As with any historical atrocity, narratives about the Holocaust, its meaning, and its relevance are not handed down from on high; they are actively constructed. What we talk about when we talk about the Holocaust—or the Shoah, the Hebrew word for catastrophe or utter destruction, as the event is often referred to in countries such as Israel and France—differs wildly from nation to nation, and indeed the story that Americans now tell about one of history’s greatest crimes diverges significantly from the stories told in Israel, the former Soviet bloc, and Western Europe.
“There is no such thing as collective memory,” Susan Sontag observed in “Regarding the Pain of Others.” Rather, she argued, “what is called collective memory is not a remembering but a stipulating: that this is important, and this is the story about how it happened.” A missed opportunity of “The U.S. and the Holocaust” is examining the emergence of an extremely American stipulation. How, exactly, the Holocaust went from a nameless catastrophe that, as the film amply demonstrates, did not initially appear to sway the hearts of all that many Americans, into a trauma commemorated in a major museum just off the National Mall—years before America’s own historical crimes, such as the enslavement of African Americans, were ever similarly addressed—is an important story that would have greatly enriched this film.
In fact, the film coincides with an ongoing exhibition at the United States Holocaust Memorial Museum, “Americans and the Holocaust,” and was developed with the assistance of the museum’s historians (many of whom appear in it) and rich archives.
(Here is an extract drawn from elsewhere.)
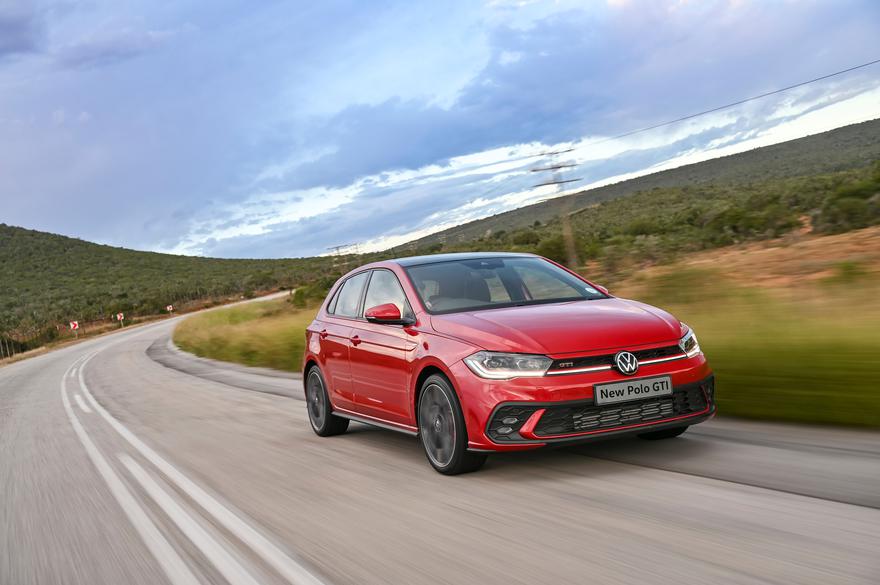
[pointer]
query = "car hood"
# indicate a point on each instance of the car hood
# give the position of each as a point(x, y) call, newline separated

But the museum itself, established by an act of Congress in 1980 and officially opened in April, 1993, in the midst of the Bosnian war and the Rwandan genocide, is an impressive institution whose story belongs in any broad look at American responses to the Holocaust. Thirty-five years after the end of the war, the museum was—and remains—the U.S. government’s official response. I can think of no better example of what has become of the American response to the Holocaust than the museum’s own dedication ceremony. Wiesel—also largely absent from this film, although few people were as influential in shaping a durable Holocaust memory in the United States—turned to President Bill Clinton as they were both sitting in the rain outside the new museum. “And, Mr. President, I cannot not tell you something,” Wiesel said. “I have been in the former Yugoslavia last fall. I cannot sleep since for what I have seen. . . . We must do something to stop the bloodshed in that country! People fight each other and children die. Why? Something, anything must be done.” In America, the Holocaust is now often seen as a “lesson.” It means “never again”—although both genocide and the menace of anti-Semitism have continued regardless.